During the last couple of months, the Modi government has intensified shelling across the Line of Control and the Working Boundary causing the loss of many lives. In the bloodiest one-day incident on Monday, seven Pakistani soldiers were martyred at the LoC in Azad Kashmir's Bhimber district. Like on so many previous such occasions, the ISPR described the latest firing by the Indian forces as 'unprovoked' iterating once again that Pakistani troops responded by targeting Indian posts "effectively." (The unprovoked firing claim is difficult to contest considering that at this point in time Pakistan has nothing to gain from inciting violence at either front.)
Why is Narendra Modi doing this? One obvious reason is that he wants to draw international attention away from the grave human rights violations in Kashmir where an indigenous uprising against Indian rule has raged on since July when a young militant Kashmiri leader Burhan Wani was killed by the Indian security forces. The other reason is linked to Modi's brand of politics.
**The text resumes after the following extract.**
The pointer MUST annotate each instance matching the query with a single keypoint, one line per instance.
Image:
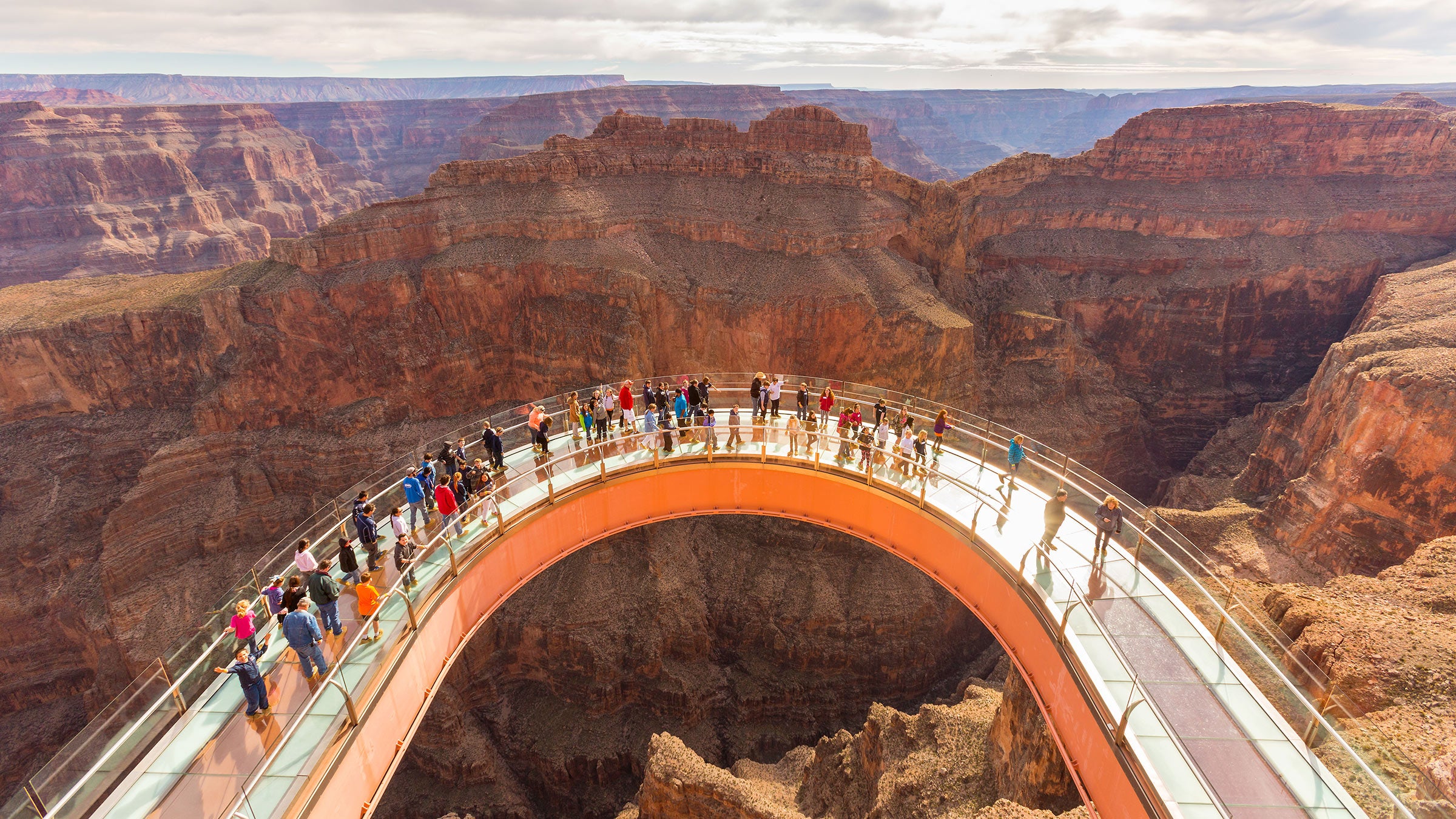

As a lifelong adherent of the Hindu extremist organisation, the RSS, he not only shares but as chief minister of Gujarat had also been openly articulating RSS' visceral hatred against Muslims and Pakistan. It may be recalled that one of Modi's consistent electoral campaign promises was that if elected he would "teach Pakistan a lesson." He now seems to want to use the opportunity he has to hold good on that promise. His proclaimed policy is to isolate Pakistan internationally while his National Security Adviser Ajit Doval has publically stated his 'offensive defence' strategy, which practically amounts to a declaration of covert war against this country. It needs to be said though that Pakistan is not entirely without blame for this antagonistic environment. Its policies in the not-so-distant past have been generating widespread anger and indignation in India.
According to the ISPR, during the current year there have been as many as 199 violations on the LoC and 38 on the Working Boundary, with the frequency and intensity increasing since September. A little noticed but appalling detail is that thousands of civilians and military personnel have also been dying in periodic outbreak of violence across the LoC and the Working Boundary. During the recent months alone, at least 26 civilians have been killed and about a hundred others injured on this side. Indian media have been reporting civilian deaths on their side. The overall number of military casualties on Pakistan's side is not known. It is worthwhile to note, however, what a major Indian newspaper The Indian Express recently reported based on a query filed by a rights activist invoking the Right to Information Act. Indian Army's reply dated October 26, according to the report, revealed that since 2001 as many as 4,500 Indian soldiers have lost their lives in cease-fire violations along the LoC and in Jammu and Kashmir. This is a staggering casualty figure for peacetime anywhere in the world. India, of course, can easily absorb the high economic cost of the conflict but the human cost, both civilian and military, on either side cannot, must not, be shrugged off.
There is always the danger of cease-fire violations based on miscalculation leading to even more destructive consequences. Just last September 29, India claimed to have conducted a surgical strike across the LoC in Azad Kashmir. Circumstantial evidence suggested it was only a farce enacted by Prime Minister Narendra Modi to show his people that he had taken revenge for Pakistan's alleged involvement in the Uri attack. Many in India itself questioned the government claim. And the UN Secretary-General Ban Ki-moon's spokesman told reporters the Military Observer Group in India and Pakistan had not observed any directed evidence of any firing related to the incident. Had there been inconvertible evidence of the purported strike Pakistan would have felt compelled to respond in some manner. Things could have easily spun out of control.
This unending confrontation and bloodletting must be brought to an end. The core cause of trouble, needless to say, is the lingering dispute over Kashmir. An estimated one hundred thousand Kashmiris have been killed since the 1989 uprising that has continued in ebbs and flows all these years. They are still counting their dead. The sensible way forward for the two countries is to return to the negotiations table and sort out all issues of dispute, especially Kashmir. For its part, Islamabad has kept the door open to talks. India's strategic partner, the US, is known to be gently persuading Modi to show restraint; it should also use its influence to nudge him towards the negotiations table. The UN too needs to play a more proactive role for the resolution of Kashmir, one of the oldest unresolved issues on its agenda that has triggered wars between the two rival states and remains a flashpoint that can erupt into a conflagration if the situation in the Valley further aggravates or something untoward happens on the LoC or elsewhere. The outgoing UN Secretary-General's offer to mediate if both Pakistan and India agreed has been rejected by the latter. Although the secretary-general does not have the power to act on his own, he has the moral authority to press for a workable settlement of a bloody dispute that embodies a serious threat to regional peace and security. The new UN chief Antonio Guterres who is to take office on January 1 should employ this authority to end this perpetual conflict and the human suffering it causes.